Germline mutations in FH predispose to dominantly inherited uterine fibroids, skin leiomyomata and papillary renal cell cancer.
Tomlinson IPM., Alam NA., Rowan AJ., Barclay E., Jaeger EEM., Kelsell D., Leigh I., Gorman P., Lamlum H., Rahman S., Roylance RR., Olpin S., Bevan S., Barker K., Hearle N., Houlston RS., Kiuru M., Lehtonen R., Karhu A., Vilkki S., Laiho P., Eklund C., Vierimaa O., Aittomäki K., Hietala M., Sistonen P., Paetau A., Salovaara R., Herva R., Launonen V., Aaltonen LA., Multiple Leiomyoma Consortium None.

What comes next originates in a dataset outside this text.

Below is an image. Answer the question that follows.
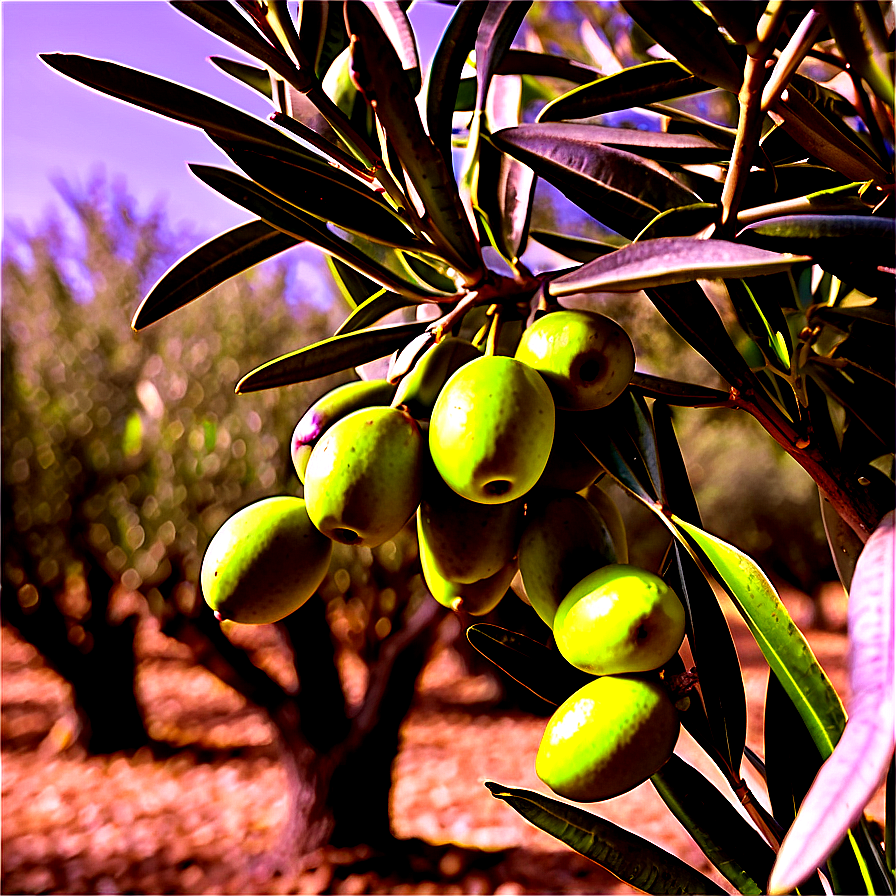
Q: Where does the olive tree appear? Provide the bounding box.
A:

Uterine leiomyomata (fibroids) are common and clinically important tumors, but little is known about their etiology and pathogenesis. We previously mapped a gene that predisposes to multiple fibroids, cutaneous leiomyomata and renal cell carcinoma to chromosome 1q42.3-q43 (refs 4-6). Here we show, through a combination of mapping critical recombinants, identifying individuals with germline mutations and screening known and predicted transcripts, that this gene encodes fumarate hydratase, an enzyme of the tricarboxylic acid cycle. Leiomyomatosis-associated mutations are predicted to result in absent or truncated protein, or substitutions or deletions of highly conserved amino acids. Activity of fumarate hydratase is reduced in lymphoblastoid cells from individuals with leiomyomatosis. This enzyme acts as a tumor suppressor in familial leiomyomata, and its measured activity is very low or absent in tumors from individuals with leiomyomatosis. Mutations in FH also occur in the recessive condition fumarate hydratase deficiency, and some parents of people with this condition are susceptible to leiomyomata. Thus, heterozygous and homozygous or compound heterozygous mutants have very different clinical phenotypes. Our results provide clues to the pathogenesis of fibroids and emphasize the importance of mutations of housekeeping and mitochondrial proteins in the pathogenesis of common types of tumor.